Expected-error matchers
Two attributes narrow which failure counts as the expected bug in an
expect_err = true reproducer test (both require expect_err; both
may be set, composing with AND semantics):
expect_scx_bpf_error_contains = "literal"— the capturedscx_bpf_errortext must contain the literal substring. Empty strings panic at construction.expect_scx_bpf_error_matches = "regex"— the text must match the regex. Empty patterns, invalid syntax, and any pattern that matches the empty string (a?,.*,^$) panic at construction, so a vacuous matcher can never silently pass.^/$anchor to the whole string by default (use(?m)for line anchors), and a bare\bslips the vacuity gate — prefer a substring.
See Investigate a Crash for the pin-an-error-as-a-regression-test workflow these serve.
Topology constraints
These filter which gauntlet presets a test expands into; the base
ktstr/ variant is unaffected.
| Attribute | Default | Description |
|---|---|---|
min_llcs / max_llcs | 1 / 12 | LLC-count bounds |
min_numa_nodes / max_numa_nodes | 1 / 1 | NUMA-node bounds — multi-NUMA presets are opt-in |
min_cpus / max_cpus | 1 / 192 | Total-CPU bounds |
requires_smt | false | Only SMT (threads > 1) presets; skips the test entirely on aarch64, which ships no SMT presets |
The gauntlet skips presets that fail any bound. See Gauntlet for the preset table, filtering rules, and a worked expansion.
Execution attributes
auto_repro / expect_auto_repro
On scheduler crash, auto_repro (default true) boots a second VM
with probes attached to capture the state on the way to the crash —
see Auto-Repro. Set
auto_repro = false for faster iteration; expect_err = true also
disables it. expect_auto_repro = true inverts the assertion: the
test fails unless the auto-repro path actually fired (used to pin
the repro machinery itself). It requires a scheduler and wprof,
and is rejected alongside auto_repro = false, expect_err, or
host_only.
expect_err / survives_storm / allow_inconclusive
expect_err = true asserts the run returns Err — the negative
test: a scheduler crash or scenario failure is the expected outcome,
and a clean pass fails the test. survives_storm = true is the
positive inverse: the scx scheduler must stay attached and alive
through every hold; a death or ejection fails with a
survival-specific explainer. It requires a scheduler and is mutually
exclusive with expect_err and expect_auto_repro.

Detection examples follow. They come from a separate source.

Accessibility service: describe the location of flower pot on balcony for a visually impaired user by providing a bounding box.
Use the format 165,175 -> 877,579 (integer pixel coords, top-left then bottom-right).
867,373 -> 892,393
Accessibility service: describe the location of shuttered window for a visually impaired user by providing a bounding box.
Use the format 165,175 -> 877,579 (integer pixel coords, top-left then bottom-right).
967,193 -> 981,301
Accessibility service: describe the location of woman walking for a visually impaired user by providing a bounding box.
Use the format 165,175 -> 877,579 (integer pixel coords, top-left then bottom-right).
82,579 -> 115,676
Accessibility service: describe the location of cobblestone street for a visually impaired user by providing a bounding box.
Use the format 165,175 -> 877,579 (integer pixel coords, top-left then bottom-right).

allow_inconclusive = true lets an Inconclusive verdict pass
instead of exiting 2 — see
Checking for when Inconclusive arises.
performance_mode / no_perf_mode / cpu_budget
performance_mode = true pins vCPUs to reserved host cores with
hugepages, NUMA binding, and RT scheduling, for runs whose numbers
must be comparable — see
Performance Mode.
no_perf_mode = true goes the other way: build the VM with the
declared topology even on a smaller host, skipping all pinning.

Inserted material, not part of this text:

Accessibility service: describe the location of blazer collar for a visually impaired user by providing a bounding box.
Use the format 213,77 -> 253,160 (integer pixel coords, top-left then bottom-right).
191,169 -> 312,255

The two are mutually exclusive (rejected at compile time).
cpu_budget = N overrides the auto-derived host-CPU mask size in
no-perf mode (must be > 0, requires no_perf_mode; an explicit
--cpu-cap / KTSTR_CPU_CAP still wins) — see
Resource Budget.
kaslr
Default true: the guest boots with KASLR enabled, so tests run
against the memory layout real systems have. kaslr = false
appends nokaslr to the guest command line for the rare workflow
that needs stable kernel addresses.
host_only
Run the function directly on the host — no VM. For tests that need
host tools (cargo, nested VMs) unavailable in the guest initramfs.

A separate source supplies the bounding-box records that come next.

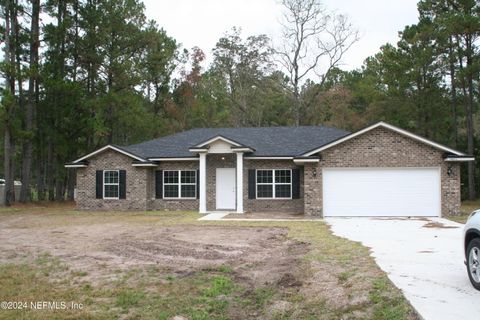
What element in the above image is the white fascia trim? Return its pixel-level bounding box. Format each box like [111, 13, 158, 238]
[232, 148, 253, 152]
[244, 156, 293, 160]
[188, 148, 208, 152]
[192, 136, 241, 149]
[302, 122, 465, 157]
[445, 157, 475, 162]
[65, 164, 88, 168]
[293, 159, 320, 163]
[148, 157, 199, 161]
[73, 144, 146, 163]
[132, 163, 157, 167]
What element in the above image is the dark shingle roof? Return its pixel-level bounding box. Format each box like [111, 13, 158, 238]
[122, 126, 349, 158]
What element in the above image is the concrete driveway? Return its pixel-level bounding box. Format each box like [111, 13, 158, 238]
[325, 218, 480, 320]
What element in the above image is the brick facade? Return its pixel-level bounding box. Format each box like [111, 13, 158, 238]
[305, 128, 460, 215]
[146, 161, 199, 211]
[75, 150, 148, 210]
[76, 128, 460, 216]
[243, 159, 304, 213]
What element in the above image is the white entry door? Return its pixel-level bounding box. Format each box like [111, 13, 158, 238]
[215, 168, 236, 210]
[323, 168, 441, 217]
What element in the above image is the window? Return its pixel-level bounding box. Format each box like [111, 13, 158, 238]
[103, 170, 120, 199]
[257, 169, 292, 199]
[163, 170, 197, 199]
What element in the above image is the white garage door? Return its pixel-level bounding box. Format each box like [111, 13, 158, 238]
[323, 168, 440, 217]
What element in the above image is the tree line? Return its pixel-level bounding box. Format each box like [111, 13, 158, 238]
[0, 0, 480, 204]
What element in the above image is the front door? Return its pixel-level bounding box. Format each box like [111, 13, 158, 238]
[216, 168, 236, 210]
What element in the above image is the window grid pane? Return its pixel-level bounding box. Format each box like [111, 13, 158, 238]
[257, 170, 273, 183]
[275, 184, 292, 198]
[181, 171, 197, 184]
[163, 171, 178, 183]
[163, 170, 197, 199]
[164, 184, 178, 198]
[257, 184, 273, 198]
[275, 170, 292, 183]
[181, 184, 197, 198]
[256, 169, 292, 199]
[104, 170, 118, 183]
[104, 184, 118, 198]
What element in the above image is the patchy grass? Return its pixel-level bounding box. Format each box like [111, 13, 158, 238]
[447, 199, 480, 223]
[0, 206, 416, 320]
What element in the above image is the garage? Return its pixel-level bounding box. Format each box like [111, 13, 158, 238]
[323, 168, 441, 217]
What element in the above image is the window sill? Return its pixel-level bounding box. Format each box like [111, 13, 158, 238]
[155, 198, 198, 201]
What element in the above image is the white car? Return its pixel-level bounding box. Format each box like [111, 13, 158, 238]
[464, 209, 480, 290]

Mutually exclusive with scheduler, num_snapshots > 0,
auto_repro = true, disk, and networks — everything that
requires a VM to exist.
ignore
Emits #[ignore] on the generated test, so it is skipped by default
and runs only under nextest’s --run-ignored. Use for
slow-by-design tests that should not gate every local run.
pci / disk / networks
disk = CONST attaches a virtio-blk device from a const DiskConfig (built via DiskConfig::DEFAULT chained setters); the
framework owns the backing file. networks = [CONST, …] attaches
one virtio-net device per const NetConfig (aarch64 supports at
most one). On x86_64 either device auto-enables the virtio-PCI
transport; pci = true forces the PCI host bridge on without a
device (default: no bridge, pci=off on the guest command line).
bpf_map_write
bpf_map_write = CONST (or [A, B]) writes a u32 into a named
scheduler BPF-map field from the host, once, after the scheduler
loads — pre-seeding guest state before workers start. See
Snapshots — composing reads with writes.
watch_bpf_maps
watch_bpf_maps = CONST (or [A, B]) samples named scheduler
BPF-map fields observer-effect-free during the run and surfaces each
as a run-level metric. Full semantics in
Watching BPF-map fields below.
perf_delta_assertions
perf_delta_assertions = CONST (or [A, B]) declares per-test
performance-regression gates. Inert in a normal cargo ktstr test
run — enforced only under cargo ktstr perf-delta --noise-adjust.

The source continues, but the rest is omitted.